L’épilogue consiste en une lettre envoyée à son ami Dorpius pour tenter de se justifier par rapport au tollé qu’a provoqué la publication de l’ « Eloge de la folie » auprès des autorités religieuses.

En conclusion, il faut bien évidemment prendre l’ « Eloge de la folie » comme une satire volontairement outrancière et provocatrice destinée à provoquer un électrochoc dans les mœurs de son époque.

Qualifié de philosophe humaniste, Erasme était en réalité lui même un prêtre théologien et un fin connaisseur des philosophes antiques qu’il avait beaucoup étudiés.

Rejetant en apparence toute sophistication théorique, tout artifice philosophique ou théologique, Erasme prône donc un retour à une vie plus simple fondée sur les plaisirs de la nature (avec leurs excès) tout en se référant aux textes des Evangiles, qu’il juge plus en accord avec la nature humaine.

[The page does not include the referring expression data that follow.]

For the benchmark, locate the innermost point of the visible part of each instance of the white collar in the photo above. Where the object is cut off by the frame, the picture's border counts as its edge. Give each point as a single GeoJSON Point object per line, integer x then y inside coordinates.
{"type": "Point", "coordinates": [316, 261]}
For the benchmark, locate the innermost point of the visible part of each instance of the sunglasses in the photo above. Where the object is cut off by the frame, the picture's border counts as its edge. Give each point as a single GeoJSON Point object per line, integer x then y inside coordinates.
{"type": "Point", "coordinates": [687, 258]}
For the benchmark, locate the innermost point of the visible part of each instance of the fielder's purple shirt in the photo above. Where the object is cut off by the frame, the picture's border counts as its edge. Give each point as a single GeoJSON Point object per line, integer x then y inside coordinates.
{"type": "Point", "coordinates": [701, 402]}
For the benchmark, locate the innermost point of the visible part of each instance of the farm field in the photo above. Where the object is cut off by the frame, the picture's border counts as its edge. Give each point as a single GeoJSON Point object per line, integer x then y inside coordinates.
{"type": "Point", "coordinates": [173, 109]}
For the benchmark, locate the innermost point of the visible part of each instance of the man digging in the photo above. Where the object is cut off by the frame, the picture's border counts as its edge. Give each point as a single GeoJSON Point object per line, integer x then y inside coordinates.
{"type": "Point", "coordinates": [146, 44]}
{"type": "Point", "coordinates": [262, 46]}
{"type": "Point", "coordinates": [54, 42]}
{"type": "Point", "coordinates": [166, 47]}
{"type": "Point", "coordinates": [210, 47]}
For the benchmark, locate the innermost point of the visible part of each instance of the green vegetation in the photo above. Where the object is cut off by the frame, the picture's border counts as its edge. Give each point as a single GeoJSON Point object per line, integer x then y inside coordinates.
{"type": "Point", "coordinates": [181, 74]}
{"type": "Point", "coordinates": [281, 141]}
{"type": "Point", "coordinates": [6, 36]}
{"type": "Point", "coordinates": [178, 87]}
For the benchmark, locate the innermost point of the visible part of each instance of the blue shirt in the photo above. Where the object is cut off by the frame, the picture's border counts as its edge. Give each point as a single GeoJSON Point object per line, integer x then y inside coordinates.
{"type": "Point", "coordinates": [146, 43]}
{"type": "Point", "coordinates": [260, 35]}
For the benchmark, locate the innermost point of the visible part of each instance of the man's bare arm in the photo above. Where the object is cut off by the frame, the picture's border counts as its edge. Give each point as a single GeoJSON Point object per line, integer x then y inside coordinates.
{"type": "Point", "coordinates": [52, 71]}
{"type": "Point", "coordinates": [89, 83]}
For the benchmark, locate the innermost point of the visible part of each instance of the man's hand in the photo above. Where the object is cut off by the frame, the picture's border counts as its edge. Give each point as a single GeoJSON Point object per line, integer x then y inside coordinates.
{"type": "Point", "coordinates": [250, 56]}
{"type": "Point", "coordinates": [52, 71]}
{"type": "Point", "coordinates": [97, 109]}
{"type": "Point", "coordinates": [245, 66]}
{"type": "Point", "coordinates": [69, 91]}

Même si j’ai beaucoup apprécié le style brillant, agréable, fluide et souvent très drôle d’Erasme, il m’a été difficile de voir tournés en ridicule Platon, Aristote et Sénèque, philosophes que j’admire beaucoup.

Le livre d’Erasme repose donc la question fondamentale de savoir si l’homme doit se laisser gouverner par la folie de ses passions ou par ses capacités intellectuelles qui le poussent à la réflexion et à la sagesse.

Être corporel mais néanmoins pensant et capable d’abstraction, l’homme ne peut pour moi se soustraire à aucune de ces deux influences.